Fig. 2 is a diagram of the steps of a method according to the invention.
Fig. 3 is a diagram of another step of the method according to the invention.
FIG. 4 is a graph showing the variation of the cobalt and nickel contents in the aqueous phase complexing agent according to the embodiment of the present invention.
FIG. 5 is a graph showing the variation of cobalt and nickel contents in the oil phase extractant in accordance with one embodiment of the present invention.
Description of the symbols:
10: positive electrode groove, 11: negative electrode groove, 12: electrode solution, 13: electrode liquid tank external circulation tank, 20: raw material tank, 21: aqueous phase solution, 22: aqueous phase supply tank, 30: extraction tank, 31: microemulsion, 34: extract liquid circulation tank, 40: a collecting tank, 41: electrolyte solution, 42: collection tank external circulation tank, 51: first anion exchange membrane, 52: first cation exchange membrane, 53: second cation exchange membrane, 54: second anion exchange membrane, S10-S40: and (5) carrying out the following steps.
Detailed Description
In order to make the above objects, technical features and gains obvious and understandable after practical implementation, preferred embodiments will be described in detail below with reference to the accompanying drawings.
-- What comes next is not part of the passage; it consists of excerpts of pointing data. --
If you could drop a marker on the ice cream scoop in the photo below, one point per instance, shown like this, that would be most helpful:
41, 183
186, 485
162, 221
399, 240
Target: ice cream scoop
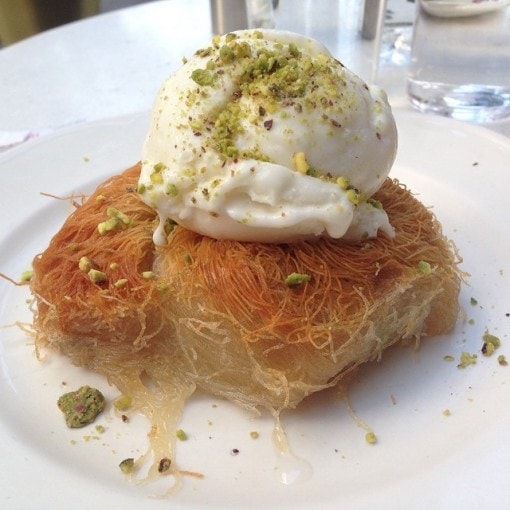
264, 136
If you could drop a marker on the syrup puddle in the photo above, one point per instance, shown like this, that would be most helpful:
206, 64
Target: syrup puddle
290, 468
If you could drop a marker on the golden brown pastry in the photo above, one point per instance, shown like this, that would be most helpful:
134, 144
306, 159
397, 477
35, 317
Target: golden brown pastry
263, 325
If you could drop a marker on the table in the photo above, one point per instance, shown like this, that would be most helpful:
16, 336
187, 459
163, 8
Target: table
112, 64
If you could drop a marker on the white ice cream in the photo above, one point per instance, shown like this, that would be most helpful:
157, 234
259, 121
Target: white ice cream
263, 136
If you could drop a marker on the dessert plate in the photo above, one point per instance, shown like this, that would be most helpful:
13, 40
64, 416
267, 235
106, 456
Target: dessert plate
441, 430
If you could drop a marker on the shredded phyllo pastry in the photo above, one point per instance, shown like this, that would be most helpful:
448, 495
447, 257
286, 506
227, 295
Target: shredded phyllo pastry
263, 325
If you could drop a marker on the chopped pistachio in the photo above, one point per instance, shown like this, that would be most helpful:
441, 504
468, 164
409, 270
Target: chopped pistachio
296, 279
82, 406
112, 212
164, 465
85, 264
490, 344
172, 190
117, 220
467, 359
120, 283
96, 276
370, 438
203, 77
424, 267
127, 465
123, 402
181, 435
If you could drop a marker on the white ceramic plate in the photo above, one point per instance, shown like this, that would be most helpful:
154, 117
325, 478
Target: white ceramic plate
423, 459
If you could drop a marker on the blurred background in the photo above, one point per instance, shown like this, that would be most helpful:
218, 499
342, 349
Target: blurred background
22, 18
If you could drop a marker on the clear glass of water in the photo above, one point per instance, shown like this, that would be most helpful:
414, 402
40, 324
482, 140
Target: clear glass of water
460, 60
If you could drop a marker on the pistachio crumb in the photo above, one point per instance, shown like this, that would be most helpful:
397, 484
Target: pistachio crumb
120, 283
181, 435
467, 359
82, 406
85, 264
490, 344
300, 162
127, 465
164, 465
123, 402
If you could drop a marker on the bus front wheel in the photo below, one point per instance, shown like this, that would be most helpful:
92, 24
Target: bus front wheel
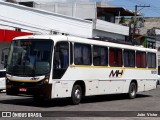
132, 90
76, 95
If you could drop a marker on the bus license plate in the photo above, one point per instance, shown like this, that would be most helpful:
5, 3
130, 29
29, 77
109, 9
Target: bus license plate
22, 89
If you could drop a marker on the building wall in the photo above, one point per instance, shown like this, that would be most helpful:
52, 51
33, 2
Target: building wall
2, 46
99, 33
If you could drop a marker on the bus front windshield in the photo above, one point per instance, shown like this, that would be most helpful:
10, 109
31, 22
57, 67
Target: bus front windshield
30, 57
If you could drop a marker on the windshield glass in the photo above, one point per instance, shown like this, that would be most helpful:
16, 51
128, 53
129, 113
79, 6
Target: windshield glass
30, 57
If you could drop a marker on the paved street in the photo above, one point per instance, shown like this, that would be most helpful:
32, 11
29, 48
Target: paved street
145, 101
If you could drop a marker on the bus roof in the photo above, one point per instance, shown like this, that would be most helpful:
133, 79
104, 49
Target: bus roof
57, 38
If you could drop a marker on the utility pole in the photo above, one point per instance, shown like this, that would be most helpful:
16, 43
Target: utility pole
135, 18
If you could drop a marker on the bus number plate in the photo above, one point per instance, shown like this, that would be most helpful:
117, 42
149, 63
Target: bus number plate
22, 89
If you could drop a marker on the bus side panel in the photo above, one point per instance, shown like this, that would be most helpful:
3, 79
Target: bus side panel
62, 88
141, 85
150, 84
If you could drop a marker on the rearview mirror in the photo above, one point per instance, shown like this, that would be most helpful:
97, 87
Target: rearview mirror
4, 56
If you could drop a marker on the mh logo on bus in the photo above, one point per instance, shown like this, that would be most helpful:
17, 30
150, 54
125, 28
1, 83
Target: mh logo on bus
116, 73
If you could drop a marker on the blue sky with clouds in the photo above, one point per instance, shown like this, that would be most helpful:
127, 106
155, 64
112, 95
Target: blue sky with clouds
152, 11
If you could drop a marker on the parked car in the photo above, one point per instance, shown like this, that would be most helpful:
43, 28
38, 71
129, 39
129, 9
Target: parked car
2, 80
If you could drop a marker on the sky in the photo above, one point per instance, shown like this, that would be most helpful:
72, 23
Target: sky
152, 11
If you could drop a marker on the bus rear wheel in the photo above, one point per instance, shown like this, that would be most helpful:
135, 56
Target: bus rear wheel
76, 95
132, 90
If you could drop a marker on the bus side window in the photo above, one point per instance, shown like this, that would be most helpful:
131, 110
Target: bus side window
151, 60
82, 54
115, 57
129, 58
61, 59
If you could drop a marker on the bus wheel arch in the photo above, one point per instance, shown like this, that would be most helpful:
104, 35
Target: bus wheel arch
133, 88
78, 90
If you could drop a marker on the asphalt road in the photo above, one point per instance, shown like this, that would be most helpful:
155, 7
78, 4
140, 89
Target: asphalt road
146, 106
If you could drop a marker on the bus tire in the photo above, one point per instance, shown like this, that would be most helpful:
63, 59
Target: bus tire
76, 95
132, 90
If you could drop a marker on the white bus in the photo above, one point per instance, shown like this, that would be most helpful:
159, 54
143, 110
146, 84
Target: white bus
60, 66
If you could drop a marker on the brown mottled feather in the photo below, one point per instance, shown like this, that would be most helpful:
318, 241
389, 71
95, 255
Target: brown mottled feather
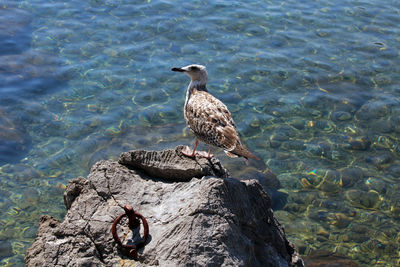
211, 122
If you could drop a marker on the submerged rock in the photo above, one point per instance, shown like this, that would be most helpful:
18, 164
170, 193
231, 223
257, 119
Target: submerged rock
210, 221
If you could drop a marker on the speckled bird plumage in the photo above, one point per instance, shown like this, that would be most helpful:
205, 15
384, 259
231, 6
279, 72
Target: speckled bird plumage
207, 117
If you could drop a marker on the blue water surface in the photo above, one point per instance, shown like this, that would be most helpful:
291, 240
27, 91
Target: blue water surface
312, 85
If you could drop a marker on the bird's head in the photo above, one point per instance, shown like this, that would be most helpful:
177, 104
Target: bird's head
195, 72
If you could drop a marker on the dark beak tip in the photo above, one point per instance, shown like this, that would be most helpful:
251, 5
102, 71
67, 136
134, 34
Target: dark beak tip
177, 69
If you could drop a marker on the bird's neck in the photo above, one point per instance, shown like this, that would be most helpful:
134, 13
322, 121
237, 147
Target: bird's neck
196, 84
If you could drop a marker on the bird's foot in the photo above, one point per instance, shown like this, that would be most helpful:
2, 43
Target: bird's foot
192, 154
205, 154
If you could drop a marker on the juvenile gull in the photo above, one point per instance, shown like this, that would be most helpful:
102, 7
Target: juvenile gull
208, 118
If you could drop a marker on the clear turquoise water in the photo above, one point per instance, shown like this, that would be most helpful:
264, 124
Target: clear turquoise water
313, 87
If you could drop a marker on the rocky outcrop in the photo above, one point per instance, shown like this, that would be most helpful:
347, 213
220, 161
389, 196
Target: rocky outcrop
207, 221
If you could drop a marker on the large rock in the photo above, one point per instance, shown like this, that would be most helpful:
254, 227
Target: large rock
208, 221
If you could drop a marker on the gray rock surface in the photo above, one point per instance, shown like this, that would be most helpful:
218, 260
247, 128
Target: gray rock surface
208, 221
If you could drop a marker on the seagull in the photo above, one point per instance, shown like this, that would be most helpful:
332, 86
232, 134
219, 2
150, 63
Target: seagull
208, 118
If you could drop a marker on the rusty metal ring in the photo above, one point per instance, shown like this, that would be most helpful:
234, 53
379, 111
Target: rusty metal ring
133, 217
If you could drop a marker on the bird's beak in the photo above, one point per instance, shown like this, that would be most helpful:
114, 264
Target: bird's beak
178, 69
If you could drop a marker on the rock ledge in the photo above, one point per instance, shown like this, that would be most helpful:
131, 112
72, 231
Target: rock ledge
208, 221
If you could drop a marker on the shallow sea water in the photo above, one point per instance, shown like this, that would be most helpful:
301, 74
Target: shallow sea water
312, 85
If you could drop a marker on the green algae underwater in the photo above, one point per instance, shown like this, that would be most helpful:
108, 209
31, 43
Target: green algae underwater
312, 85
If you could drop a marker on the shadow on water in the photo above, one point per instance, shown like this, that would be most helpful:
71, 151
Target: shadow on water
15, 31
27, 75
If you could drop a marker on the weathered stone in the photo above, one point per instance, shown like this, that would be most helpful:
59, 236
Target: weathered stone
172, 165
210, 221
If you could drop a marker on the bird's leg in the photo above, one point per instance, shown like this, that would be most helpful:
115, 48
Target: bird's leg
205, 154
190, 153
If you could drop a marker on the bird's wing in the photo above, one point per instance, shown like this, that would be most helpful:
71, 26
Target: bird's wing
211, 120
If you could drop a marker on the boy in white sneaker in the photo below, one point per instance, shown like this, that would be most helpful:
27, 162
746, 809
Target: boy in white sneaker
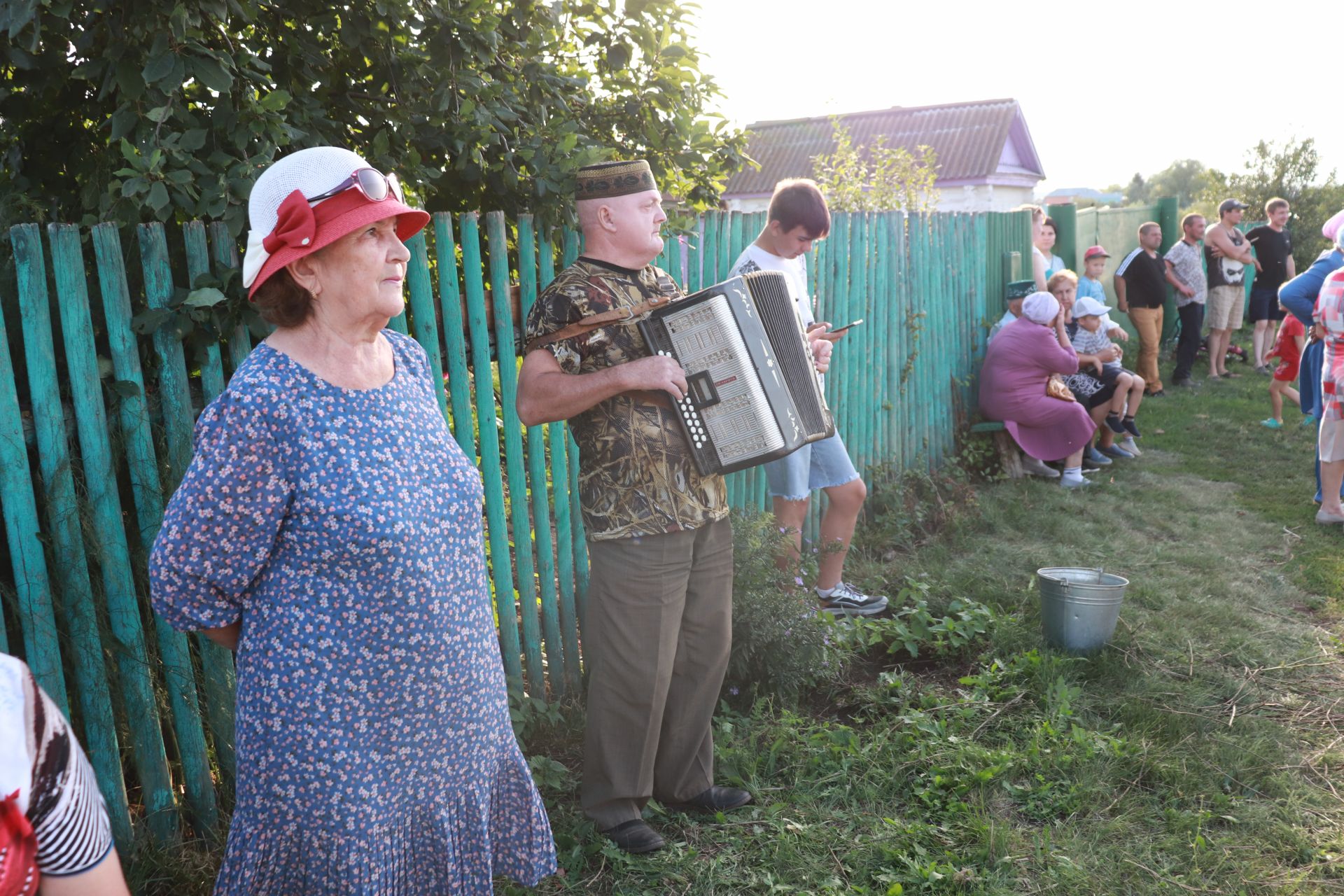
797, 218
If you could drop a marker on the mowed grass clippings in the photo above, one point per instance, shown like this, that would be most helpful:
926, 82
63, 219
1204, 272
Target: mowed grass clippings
1194, 755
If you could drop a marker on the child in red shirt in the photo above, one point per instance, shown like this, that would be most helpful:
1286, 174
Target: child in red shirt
1288, 349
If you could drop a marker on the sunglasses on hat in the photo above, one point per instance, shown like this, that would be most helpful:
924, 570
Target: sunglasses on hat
372, 183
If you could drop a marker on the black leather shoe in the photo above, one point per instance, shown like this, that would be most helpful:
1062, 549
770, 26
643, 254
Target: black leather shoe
635, 836
715, 799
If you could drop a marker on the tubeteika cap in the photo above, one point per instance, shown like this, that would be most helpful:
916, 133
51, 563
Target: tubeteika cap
609, 179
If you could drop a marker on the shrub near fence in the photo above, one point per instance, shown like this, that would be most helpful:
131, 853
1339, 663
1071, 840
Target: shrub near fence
155, 707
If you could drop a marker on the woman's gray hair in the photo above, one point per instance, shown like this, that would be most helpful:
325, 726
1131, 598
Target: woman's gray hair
1041, 308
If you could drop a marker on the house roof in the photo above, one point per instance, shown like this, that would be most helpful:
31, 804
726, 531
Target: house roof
971, 140
1084, 192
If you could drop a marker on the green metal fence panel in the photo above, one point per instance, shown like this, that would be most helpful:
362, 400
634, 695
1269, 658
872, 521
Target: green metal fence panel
64, 527
147, 496
502, 570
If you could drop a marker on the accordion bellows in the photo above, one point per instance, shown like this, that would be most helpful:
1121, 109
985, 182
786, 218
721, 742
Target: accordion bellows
753, 391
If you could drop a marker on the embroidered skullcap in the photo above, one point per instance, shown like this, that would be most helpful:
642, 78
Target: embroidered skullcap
1041, 308
284, 226
612, 179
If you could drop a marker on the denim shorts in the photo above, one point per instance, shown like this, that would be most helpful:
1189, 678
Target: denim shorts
820, 465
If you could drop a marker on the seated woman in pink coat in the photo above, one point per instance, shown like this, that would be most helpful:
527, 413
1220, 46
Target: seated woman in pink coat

FIG. 1 is a schematic diagram of an extraction system for the extraction recovery of metals from microemulsions in conjunction with electrodialysis, in accordance with the present invention. As shown in the figure, the extraction system comprises an electrodialysis cooperating with microemulsion extraction and metal recovery device, which comprises a positive electrode tank 10, a negative electrode tank 11, a raw material tank 20, an extraction tank 30, a first anion exchange membrane 51, a first cation exchange membrane 52, a second cation exchange membrane 53 and a second anion exchange membrane 54. The above-described arrangement of the respective tanks and the ion exchange membranes is such that the positive electrode tank 10, the raw material tank 20, the extraction tank 30, the collection tank 40, and the negative electrode tank 11 are arranged in order, and are separated from one another in order by the first anion exchange membrane 51, the first cation exchange membrane 52, the second cation exchange membrane 53, and the second anion exchange membrane 54, respectively.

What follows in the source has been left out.